# hadrians wall



## tramp (May 25, 2005)

hello all,
off to northumberland in mid september and was looking to visit hadrians wall . were is the best place to view and park the camper for easy access dont mind paying as long as it goes to the walls up keep
tramp


----------



## carolgavin (May 9, 2005)

My sister went to Vindolanda but have no idea if it is anywhere near where you going to be as my geography is really pretty wubbish!! She said it was great, she is a history teacher and had always wanted to go there.


----------



## 107925 (Oct 27, 2007)

I've just returned from Vindolanda, too, and it was certainly worth the visit (not least due to the museum of artefacts which have been retrieved from the site). However, it isn't the Roman Wall, as such. It's the remnants of all sorts of buildings, because soldiers and their families lived there. But the wall itself is a few miles away and we didn't get to see it. Vindolanda is halfway between Newcastle and Carlisle, at Haltwhistle. We stayed on the C&CC site nearby.

Shaun


----------



## asabrush (Mar 3, 2008)

Hi Tramp,there's a couple of good carparks with access to the wall,can't remember exact locations though sorry,I'll ask my ol'man when Im on the phone next,even though he's 40 years older than me his memory is so much better :? Vindolanda that Carol mentioned is an old roman fort,one of the best on the wall I think,was there on a couple of school trips so ....that memory again! You can walk on a good bit of the wall still,lovely,if not windy walks and good views,wildlife etc.Excelent rock and crag climbing if you were up for it,managed to do my first E1 climb there


----------



## Tucano (Jun 9, 2006)

There are a couple of campsites along the B6318 close to Housesteads and the visitor centre but don't know if they are open that time of year.
There is a car parking area close by that is suitable for motorhomes and I would happily stay there overnight but damned if I know exactly where it is on the map. Definitely on the B6318 and on the right if travelling East. Only used to run past the place every day last year and kept thinking to myself what a great place to overnight :roll: Perfect place to walk to the wall, if you can find it :roll: 
Hope this is of help and not confusing.
Norman


----------



## johnandcharlie (May 2, 2007)

The Roman Army Museum is near the wall and worth a visit. There's a discounted joint ticket that gets you into Vindolanda as well, but I've only been to the Museum. If you carry on down the road past the museum there's a good car park that you should be able to get in, and a nice walk along the wall. I also went to a car park a bit further east along the wall that was fine too.

Directions

I can't suggest suitable camp sites, as I was staying with friends who have a farm that you can see from the wall. 2.5 miles up a single track lane, over 7 cattle grids, through a farm yard, and pretty cold, wet and windy for most of my stay!


----------



## buellster (Feb 3, 2008)

The closest car park to the best section of the wall is at Steel Rigg just before the visitor centre at Once Brewed (poss. Twice Brewed) Theres a pub and a camp site nearby. The car park is up a narrow road and is quiet isolated, the walk takes you along the crag to the Roman Fort at Houseteads. This is the section of wall which appears on most of the advertising fore the wall. As far as I can remember Steel Rigg is signed off the military road.


----------



## Jagman (Feb 16, 2008)

Hi tramp

Best to buy OS Landranger 1:50000 sheets 86 & 87 as they clearly show the line of the wall and name all the major features including forts, camps, milecastles, temples etc. WH Smith had a buy one get one half price offer I think, it may be worth trying there. If only buying one go for 86 as it has most useful coverage and there is quite an overlap.

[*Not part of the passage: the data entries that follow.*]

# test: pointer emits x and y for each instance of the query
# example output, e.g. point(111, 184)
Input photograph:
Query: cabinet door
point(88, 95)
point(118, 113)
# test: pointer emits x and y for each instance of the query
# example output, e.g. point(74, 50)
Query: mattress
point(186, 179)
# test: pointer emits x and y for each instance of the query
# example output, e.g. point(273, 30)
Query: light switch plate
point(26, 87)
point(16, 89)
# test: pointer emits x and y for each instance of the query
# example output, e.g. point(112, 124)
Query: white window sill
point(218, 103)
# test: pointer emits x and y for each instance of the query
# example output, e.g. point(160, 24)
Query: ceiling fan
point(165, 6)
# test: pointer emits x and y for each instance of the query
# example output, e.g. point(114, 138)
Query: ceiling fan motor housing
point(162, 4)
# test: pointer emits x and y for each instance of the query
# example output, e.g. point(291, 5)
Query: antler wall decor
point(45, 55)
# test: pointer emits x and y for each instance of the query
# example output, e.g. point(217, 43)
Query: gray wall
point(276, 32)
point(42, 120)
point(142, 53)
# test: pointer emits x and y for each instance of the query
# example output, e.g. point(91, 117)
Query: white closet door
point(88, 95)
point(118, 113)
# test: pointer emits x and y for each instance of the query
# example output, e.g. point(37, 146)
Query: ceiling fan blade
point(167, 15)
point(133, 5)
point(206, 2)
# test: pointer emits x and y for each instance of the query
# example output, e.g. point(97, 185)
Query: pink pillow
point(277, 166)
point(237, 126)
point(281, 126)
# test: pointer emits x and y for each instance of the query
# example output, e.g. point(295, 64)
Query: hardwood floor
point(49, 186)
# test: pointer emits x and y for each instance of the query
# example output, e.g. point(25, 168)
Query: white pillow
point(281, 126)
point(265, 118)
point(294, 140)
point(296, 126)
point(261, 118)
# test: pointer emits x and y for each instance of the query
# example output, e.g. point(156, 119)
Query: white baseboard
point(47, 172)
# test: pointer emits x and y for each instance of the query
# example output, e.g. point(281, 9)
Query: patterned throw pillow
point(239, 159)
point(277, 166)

Armed with the maps the wall is a great adventure. I agree with Carvoran as a good first visit as it gives an excellent overview of the whole system
GR 667658 Sheet 86. Only problem with visiting excavated sites is that they take up lots of time because they are so good so if you've only got one day the museum plus a drive along the B6318 is the way to do it. As already posted there are lots of good parking spots on the B6318 near to features, views, walks etc and there are lots of information boards to keep you informed.

Steel Rigg is at GR752677 on Sheet 86 (and 87 for that matter - overlap!) and there is an excellent walk there.

Whole visit is first class and can be developed into longer exploration if you have more than one day e.g. visiting section west of Gilsland, visiting camps, forts etc, looking for preserved remains in local villages and even in farmsteads, and going off the line of the wall to places like Corbridge.

The drive along the B6318 between Greenhead (Carvoran) and Chollerford (GR919706 - Sheet 87) is brilliant and memorable with lots of exploration opportunities. Once you've been to the wall you may well get hooked as we have - visit a couple of time a year and always enjoy it and find something new (or rather old - you know what I mean!)

Hope this is useful

Happy travels


----------



## 101578 (Oct 28, 2006)

There's a small layby we stopped overnight in at Banks nr Brampton.


----------



## tramp (May 25, 2005)

*asdlhlv*

hi everybody.
Thanks very much for the excellent info bound to be a good trip even if wet  still maybe september will be better.

tramp


----------



## Bubblehead (Mar 5, 2007)

About 10-15 miles north of the wall is the village of Belligham which has an excellent CS/CL on a farm right in the middle of the village. It has the fastest chickens in the land when theres food on offer.

Cawfields quarry is on the wall and has a secluded carpark, but I havnt been for years

Andy


----------